Magnet Marshalls are often used in scrutineering for races where the rules limit magnetic attraction.
 

·
Rich Dumas
Joined
·
3,547 Posts
A Magnet Marshall is used to measure the attraction between the magnet(s) and the rails with the magnet(s) in the car. If you want to know the strength of the magnet itself you need to use a magnetometer (gauss meter). Magnets from the same source can vary in strength by a significant amount, however the location of the magnet in the car can be more important than the strength of the magnet, therefore Magnet Marshall readings are probably more relevant.
 

·
Greg Gaub
Joined
·
14,669 Posts
Even if you had magnets you believed to be identical (which is hard), AND cars which are seemingly identical, just a fraction of a mm difference in ride height can make one car have noticeably stronger magnet traction than another with the same set up. Like Rich said, it's more useful and important that the entire unit be measured on something like a magnet marshal. There are some DIY solutions out there if you can't find, or don't want to splash for a brand name Magnet Marshal. As long as all cars are measured on the same device, and made to be as close as possible, it's all good. Remember, lots of things can change magnet traction, such as braid thickness/springiness, front wheel trueness and/or diameter. rear wheel true and diameter, chassis cup or bow, or even chassis flexibility, bushing play, not to mention the track itself having spots where the surface is high/low, or the rails are high/low. ;-)
 

·
Registered
Joined
·
2,762 Posts
As has been said it will be very expensive to buy a Gauss meter to measure your magnets and even then it won't mean much.

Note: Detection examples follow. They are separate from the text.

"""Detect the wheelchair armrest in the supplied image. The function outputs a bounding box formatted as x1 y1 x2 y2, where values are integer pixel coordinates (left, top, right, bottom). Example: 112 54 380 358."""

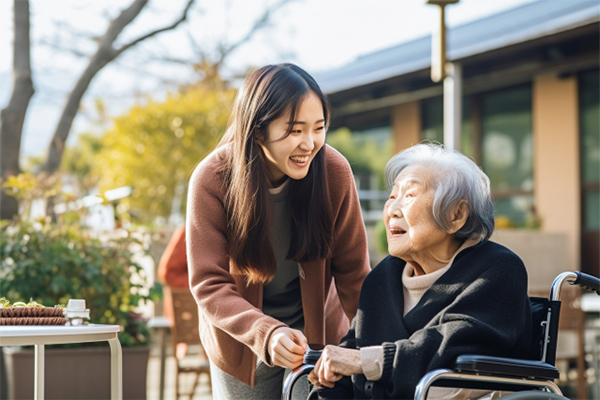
454 354 559 380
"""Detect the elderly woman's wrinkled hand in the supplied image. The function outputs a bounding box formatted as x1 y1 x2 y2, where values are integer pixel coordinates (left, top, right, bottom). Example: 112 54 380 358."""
308 345 363 389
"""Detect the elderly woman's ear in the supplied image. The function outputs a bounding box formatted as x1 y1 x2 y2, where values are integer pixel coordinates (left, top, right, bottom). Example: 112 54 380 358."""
446 199 469 235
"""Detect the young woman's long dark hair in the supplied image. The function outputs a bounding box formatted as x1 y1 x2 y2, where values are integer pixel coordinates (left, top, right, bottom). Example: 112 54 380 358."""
219 64 333 283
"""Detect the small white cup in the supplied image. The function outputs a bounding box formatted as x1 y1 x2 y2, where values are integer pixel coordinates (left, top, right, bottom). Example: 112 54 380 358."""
67 299 85 311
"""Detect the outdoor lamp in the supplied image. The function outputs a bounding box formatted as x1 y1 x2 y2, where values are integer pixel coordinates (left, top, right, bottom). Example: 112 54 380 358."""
427 0 459 82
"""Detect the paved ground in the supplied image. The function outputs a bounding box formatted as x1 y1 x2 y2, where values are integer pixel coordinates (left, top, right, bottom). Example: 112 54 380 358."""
147 355 212 400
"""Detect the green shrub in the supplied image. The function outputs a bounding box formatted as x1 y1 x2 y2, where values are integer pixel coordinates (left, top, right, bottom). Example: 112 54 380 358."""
0 173 159 346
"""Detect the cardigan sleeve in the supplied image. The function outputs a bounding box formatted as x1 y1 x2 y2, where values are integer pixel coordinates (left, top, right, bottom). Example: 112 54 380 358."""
375 256 531 398
186 154 286 362
326 146 371 321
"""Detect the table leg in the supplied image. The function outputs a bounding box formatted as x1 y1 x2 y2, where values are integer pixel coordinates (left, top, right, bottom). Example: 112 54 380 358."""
34 344 44 400
108 338 123 400
157 328 166 400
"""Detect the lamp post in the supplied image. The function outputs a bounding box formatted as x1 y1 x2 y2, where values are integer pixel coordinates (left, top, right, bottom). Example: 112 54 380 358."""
427 0 462 150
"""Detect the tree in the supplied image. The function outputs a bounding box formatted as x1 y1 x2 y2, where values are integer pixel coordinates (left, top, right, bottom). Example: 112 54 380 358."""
0 0 34 219
92 83 235 223
0 0 194 219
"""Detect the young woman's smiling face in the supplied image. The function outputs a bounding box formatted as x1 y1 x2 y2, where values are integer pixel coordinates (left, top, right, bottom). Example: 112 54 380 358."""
259 91 325 183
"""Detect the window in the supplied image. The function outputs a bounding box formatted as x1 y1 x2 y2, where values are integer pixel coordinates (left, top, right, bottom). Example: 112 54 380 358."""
421 85 535 226
421 97 474 157
481 86 534 226
327 125 394 224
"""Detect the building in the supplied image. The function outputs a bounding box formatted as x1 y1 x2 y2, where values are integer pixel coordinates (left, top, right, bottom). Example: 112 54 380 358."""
316 0 600 276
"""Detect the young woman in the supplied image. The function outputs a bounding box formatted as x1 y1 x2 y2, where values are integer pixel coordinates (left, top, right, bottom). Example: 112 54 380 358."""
186 64 370 399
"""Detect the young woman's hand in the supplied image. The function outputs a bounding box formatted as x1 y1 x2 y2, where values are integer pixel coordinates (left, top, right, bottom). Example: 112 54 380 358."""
268 326 308 369
308 345 363 389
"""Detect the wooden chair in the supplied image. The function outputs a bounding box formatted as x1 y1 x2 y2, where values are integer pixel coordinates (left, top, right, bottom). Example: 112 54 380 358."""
167 288 210 400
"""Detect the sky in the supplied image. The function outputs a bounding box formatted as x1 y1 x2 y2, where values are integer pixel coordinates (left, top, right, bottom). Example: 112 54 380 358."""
0 0 540 157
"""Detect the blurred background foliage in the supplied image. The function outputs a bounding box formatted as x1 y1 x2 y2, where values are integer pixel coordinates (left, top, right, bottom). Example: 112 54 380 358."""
63 80 235 224
0 174 161 346
327 128 394 190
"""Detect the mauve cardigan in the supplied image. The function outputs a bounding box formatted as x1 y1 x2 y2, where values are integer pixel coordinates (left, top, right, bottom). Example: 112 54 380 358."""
186 145 370 386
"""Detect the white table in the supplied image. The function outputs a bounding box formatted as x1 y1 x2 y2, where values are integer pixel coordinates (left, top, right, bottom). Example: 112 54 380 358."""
0 324 123 400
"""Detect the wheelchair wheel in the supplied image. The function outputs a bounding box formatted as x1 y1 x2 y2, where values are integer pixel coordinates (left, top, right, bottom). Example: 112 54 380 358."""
498 390 569 400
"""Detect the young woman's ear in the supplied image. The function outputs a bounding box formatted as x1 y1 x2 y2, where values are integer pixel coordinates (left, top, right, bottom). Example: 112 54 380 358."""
447 200 469 234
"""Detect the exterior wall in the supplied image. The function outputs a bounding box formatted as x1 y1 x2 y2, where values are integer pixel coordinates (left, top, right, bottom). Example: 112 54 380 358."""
392 101 421 153
532 75 581 270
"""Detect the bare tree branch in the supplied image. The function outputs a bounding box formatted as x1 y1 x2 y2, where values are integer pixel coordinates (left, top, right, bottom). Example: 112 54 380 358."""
117 0 194 55
0 0 34 219
44 0 194 173
217 0 294 65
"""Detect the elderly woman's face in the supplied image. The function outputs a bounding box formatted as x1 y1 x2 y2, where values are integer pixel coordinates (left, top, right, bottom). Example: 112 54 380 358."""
383 166 453 268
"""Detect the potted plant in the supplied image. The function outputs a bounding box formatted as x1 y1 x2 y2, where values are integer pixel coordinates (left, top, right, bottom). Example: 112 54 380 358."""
0 176 159 399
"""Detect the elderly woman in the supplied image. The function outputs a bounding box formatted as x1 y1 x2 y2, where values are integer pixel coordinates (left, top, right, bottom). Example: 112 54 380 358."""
309 144 531 399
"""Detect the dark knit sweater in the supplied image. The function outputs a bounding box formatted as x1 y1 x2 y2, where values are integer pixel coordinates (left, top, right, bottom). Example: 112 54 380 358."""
318 241 531 399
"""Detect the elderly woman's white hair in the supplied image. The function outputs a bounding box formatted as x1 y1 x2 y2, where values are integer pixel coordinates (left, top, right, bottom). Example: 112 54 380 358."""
385 143 494 241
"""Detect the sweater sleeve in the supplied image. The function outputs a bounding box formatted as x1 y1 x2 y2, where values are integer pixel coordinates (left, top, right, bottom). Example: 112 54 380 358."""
327 147 371 321
186 154 285 362
376 258 531 398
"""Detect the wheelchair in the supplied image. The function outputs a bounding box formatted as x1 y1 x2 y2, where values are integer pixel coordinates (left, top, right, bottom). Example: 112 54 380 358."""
281 271 600 400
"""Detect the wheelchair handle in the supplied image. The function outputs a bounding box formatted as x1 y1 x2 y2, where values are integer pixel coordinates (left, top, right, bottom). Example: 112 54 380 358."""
302 347 323 365
550 271 600 300
281 346 323 400
569 271 600 295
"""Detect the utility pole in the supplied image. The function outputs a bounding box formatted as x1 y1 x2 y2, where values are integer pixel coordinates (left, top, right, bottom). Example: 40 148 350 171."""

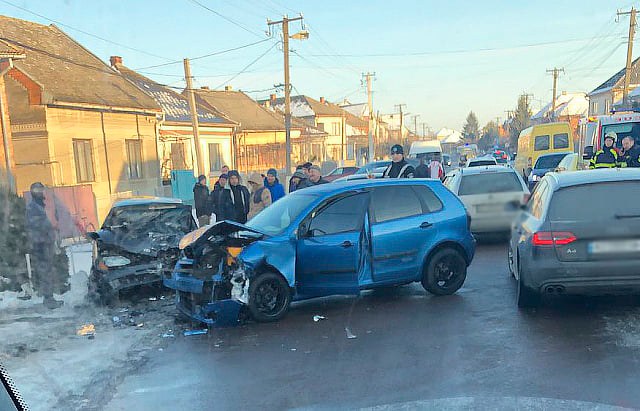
267 14 304 176
184 59 205 175
548 67 564 119
362 73 376 161
617 7 637 108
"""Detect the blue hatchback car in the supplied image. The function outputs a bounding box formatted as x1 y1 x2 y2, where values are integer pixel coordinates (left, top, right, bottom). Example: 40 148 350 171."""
164 179 475 326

What you CAN do is to determine which magnets are stronger and/or equal. Do this by simply dipping each magnet in a pile of small nails/tack/ball bearings and count how many each magnet picks up. This will obviously be a relative and non-dimensional measurement ( in the accepted sense) but may suit your purpose. If you have a scale you could measure the weight of the nails.

Again as has been said to do this scientifically you'll need to buy a MM or make your own. There are threads about DIY magnet marshals.
 

·
Registered
Joined
·
2,762 Posts
ISP unresponsive again!
 

·
Rich Dumas
Joined
·
3,547 Posts
I have a magnetometer and they are rather costly. You can buy a Hall effect sensor and make your own cheap magnetometer. A home made magnetometer is good for determining the relative magnetic strength. We used home made equivalents to the Magnet Marshall before those were available, there was one for each track and there was a standard magnet so that they would all read the same.



The device did not tell the whole story, however. Where the magnet was located was also important and we had to change our rules to take that into account. Eventually we got away from using magnets.